Black Hole
July 10th, 2009
Artist’s impression of the new source HLX-1 (represented by the light blue object to the top left of the galactic bulge) in the periphery of the edge-on spiral galaxy ESO 243-49. This is the first strong evidence for the existence of intermediate mass black holes.
A black hole is a region of space in which the gravitational field is so powerful that nothing including light can escape its pull. It has one way surface called an event horizon into which object can fall but out of which nothing can come. It is called black because it absorbs all the light that hits it reflecting nothing. Despite its invisible interior, it can reveal its presence through interaction with other matter. It can be inferred by tracking the movement of a group of stars that orbit a region in space which looks empty. One can see gas falling into a relatively small black hole from a companion star. This gas spirals inward, heating up to very high temperature and emitting large amounts of radiation that can be detected from earthbound and earth-orbiting telescopes.

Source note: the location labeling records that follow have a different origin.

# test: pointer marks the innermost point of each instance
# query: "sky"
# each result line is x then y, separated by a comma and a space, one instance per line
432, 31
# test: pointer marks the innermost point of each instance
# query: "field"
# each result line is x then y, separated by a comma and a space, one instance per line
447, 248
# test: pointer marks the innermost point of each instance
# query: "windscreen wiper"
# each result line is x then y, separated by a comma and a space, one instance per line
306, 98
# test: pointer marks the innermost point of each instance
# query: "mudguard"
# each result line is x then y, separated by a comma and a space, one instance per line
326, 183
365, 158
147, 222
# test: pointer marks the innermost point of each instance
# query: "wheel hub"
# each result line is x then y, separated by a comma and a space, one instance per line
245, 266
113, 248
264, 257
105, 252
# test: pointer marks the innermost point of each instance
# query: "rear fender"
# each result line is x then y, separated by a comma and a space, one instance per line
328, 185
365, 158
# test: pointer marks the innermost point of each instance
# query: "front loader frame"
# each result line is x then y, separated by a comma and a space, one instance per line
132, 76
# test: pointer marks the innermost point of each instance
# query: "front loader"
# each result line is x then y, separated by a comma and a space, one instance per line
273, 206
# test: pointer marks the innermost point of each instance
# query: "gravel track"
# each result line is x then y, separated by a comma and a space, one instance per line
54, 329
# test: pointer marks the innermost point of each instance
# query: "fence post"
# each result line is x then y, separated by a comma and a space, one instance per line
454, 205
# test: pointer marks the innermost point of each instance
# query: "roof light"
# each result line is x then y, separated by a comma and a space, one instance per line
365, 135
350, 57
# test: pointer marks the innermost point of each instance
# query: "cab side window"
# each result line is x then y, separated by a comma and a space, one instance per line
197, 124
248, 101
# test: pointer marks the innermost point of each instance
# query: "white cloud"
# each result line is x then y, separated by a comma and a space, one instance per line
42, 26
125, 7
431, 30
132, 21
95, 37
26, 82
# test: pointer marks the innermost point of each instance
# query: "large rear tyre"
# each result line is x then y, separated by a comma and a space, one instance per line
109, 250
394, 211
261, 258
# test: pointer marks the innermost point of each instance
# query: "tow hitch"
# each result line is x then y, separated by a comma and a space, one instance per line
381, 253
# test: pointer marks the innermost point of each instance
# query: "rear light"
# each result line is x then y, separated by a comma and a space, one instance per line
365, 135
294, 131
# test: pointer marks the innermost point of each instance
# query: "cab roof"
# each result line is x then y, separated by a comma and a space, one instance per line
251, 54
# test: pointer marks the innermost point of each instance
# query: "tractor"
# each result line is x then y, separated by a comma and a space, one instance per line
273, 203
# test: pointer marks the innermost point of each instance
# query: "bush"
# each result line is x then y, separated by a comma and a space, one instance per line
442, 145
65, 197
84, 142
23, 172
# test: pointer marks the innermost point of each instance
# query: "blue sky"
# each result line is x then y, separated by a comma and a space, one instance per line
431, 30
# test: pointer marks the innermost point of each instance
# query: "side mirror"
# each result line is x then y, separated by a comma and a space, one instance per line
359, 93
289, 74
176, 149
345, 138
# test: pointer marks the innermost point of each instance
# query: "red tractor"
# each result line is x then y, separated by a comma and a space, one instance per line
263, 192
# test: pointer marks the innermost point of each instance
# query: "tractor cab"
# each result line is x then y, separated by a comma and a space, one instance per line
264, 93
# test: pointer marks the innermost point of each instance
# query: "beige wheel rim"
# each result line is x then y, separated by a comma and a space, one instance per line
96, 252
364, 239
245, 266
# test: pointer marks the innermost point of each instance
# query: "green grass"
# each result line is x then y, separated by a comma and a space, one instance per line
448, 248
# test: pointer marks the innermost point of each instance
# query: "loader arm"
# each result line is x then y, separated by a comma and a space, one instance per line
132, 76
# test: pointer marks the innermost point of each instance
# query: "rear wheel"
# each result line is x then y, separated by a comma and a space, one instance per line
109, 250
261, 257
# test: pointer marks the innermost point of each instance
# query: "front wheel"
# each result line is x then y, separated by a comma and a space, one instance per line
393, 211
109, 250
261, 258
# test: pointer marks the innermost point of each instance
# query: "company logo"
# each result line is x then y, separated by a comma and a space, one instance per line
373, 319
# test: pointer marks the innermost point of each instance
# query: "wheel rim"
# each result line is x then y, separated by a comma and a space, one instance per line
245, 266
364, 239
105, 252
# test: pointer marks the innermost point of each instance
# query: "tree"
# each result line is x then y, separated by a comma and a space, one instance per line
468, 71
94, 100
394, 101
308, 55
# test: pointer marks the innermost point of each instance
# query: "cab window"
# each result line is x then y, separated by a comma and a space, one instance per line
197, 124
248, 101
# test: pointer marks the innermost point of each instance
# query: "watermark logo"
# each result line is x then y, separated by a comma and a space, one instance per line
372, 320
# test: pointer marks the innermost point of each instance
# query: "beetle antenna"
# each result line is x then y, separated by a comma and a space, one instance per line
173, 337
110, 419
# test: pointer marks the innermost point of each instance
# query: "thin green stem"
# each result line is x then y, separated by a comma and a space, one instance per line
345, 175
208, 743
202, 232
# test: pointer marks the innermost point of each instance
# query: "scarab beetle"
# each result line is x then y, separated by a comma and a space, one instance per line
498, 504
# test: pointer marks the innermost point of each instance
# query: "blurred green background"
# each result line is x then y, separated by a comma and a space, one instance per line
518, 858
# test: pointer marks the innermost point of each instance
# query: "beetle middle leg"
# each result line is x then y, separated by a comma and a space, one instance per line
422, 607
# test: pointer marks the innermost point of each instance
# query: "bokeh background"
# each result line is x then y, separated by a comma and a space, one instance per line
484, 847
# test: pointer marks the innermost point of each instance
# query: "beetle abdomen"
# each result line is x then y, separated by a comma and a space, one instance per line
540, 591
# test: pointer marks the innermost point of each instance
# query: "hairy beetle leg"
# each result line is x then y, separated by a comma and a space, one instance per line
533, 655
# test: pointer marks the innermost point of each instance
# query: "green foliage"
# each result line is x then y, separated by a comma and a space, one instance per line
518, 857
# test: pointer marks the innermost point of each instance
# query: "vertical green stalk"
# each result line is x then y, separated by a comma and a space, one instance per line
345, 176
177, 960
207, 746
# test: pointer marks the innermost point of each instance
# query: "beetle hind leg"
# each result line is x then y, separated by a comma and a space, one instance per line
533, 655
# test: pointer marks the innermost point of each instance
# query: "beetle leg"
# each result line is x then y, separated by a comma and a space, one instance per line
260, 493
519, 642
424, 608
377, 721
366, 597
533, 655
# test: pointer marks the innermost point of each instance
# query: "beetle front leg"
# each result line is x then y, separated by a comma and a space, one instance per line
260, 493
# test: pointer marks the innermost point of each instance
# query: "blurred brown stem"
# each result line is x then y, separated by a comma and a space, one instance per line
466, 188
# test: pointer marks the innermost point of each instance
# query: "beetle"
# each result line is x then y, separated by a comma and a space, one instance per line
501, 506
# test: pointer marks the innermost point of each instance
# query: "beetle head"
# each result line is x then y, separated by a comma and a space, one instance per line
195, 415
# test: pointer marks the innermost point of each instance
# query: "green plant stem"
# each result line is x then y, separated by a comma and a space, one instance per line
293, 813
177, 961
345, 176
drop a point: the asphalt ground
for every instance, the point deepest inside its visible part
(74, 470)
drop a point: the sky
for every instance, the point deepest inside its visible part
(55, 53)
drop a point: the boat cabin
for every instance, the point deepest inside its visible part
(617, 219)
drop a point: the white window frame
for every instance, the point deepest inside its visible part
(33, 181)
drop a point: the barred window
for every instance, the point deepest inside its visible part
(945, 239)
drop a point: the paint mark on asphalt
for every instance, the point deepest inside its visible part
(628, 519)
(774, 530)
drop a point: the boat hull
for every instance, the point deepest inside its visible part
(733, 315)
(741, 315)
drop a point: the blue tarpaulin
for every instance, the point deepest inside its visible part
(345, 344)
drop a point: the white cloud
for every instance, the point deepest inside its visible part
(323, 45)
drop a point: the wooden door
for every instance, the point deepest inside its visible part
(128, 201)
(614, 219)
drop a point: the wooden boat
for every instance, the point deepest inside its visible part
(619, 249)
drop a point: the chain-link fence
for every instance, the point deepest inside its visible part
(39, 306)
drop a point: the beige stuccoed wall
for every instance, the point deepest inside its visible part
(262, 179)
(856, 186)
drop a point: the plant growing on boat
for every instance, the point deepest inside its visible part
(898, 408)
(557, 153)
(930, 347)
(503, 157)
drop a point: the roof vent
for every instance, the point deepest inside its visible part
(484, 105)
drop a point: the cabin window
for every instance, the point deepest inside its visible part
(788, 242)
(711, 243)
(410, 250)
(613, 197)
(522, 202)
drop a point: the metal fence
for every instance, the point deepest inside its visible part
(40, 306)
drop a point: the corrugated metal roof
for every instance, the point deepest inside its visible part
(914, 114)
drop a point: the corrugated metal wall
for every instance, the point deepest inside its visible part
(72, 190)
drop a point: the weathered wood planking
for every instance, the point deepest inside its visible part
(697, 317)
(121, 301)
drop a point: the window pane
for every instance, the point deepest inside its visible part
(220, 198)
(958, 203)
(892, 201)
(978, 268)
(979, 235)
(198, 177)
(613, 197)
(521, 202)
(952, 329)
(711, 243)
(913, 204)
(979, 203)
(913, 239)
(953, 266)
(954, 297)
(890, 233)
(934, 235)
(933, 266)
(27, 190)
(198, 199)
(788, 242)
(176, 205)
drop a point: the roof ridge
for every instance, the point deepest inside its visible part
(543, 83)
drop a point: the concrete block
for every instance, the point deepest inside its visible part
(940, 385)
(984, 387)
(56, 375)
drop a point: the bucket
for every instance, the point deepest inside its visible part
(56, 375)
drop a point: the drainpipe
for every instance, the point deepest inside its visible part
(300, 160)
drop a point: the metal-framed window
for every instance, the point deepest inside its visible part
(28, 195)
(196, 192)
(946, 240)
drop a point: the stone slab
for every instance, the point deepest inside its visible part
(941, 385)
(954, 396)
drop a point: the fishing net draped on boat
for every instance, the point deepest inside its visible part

Black hole interesting facts:
When the star ten times more massive than our own Sun, explodes (Supernova) it leaves behind the strangest phenomenon in the Universe. The Black Hole. After explosion what is left behind is heavy core of subatomic particles, a Neutron Star. It can be very small, but with enormous density. Scientists calculated that approximately one teaspoon of Neutron Star would weight around billions of tons. The gravitational pressure of this highly dense object is so large that it can bend fabric of time and space. This theory is based on Einstein’s proposition that space and time are woven together in a flexible fabric. Massive objects like Sun warp the fabric of space and time and pull smaller objects like Earth. Very large Neutron Star can warp time and space fabric so much that it could create a hole where gravity is so strong that not even light could escape. Black Holes are pulling everything around them closer to the center of the hole. In some sense black holes are creators of the galaxies since they are pulling planets and stars towards the spiral center. Each galaxy has a Black Hole and occasionally galaxies collide together because of the gravitational pull from the larger black holes. It is expected that in 5 billion years Andromeda galaxy will collide with our Milky Way galaxy.
News:
“Astronomers see a new class of black hole”
Scientists say X-ray data collected by the European Space Agency’s XMM-Newton spacecraft show evidence of a new type of black hole in a galaxy about 290 million light years from Earth and more than 500 times the mass of the sun. Astronomer Sean Farrell explains what the discovery might tell us about galaxy evolution. The new discovery is the first solid evidence of a new class of medium-sized black holes.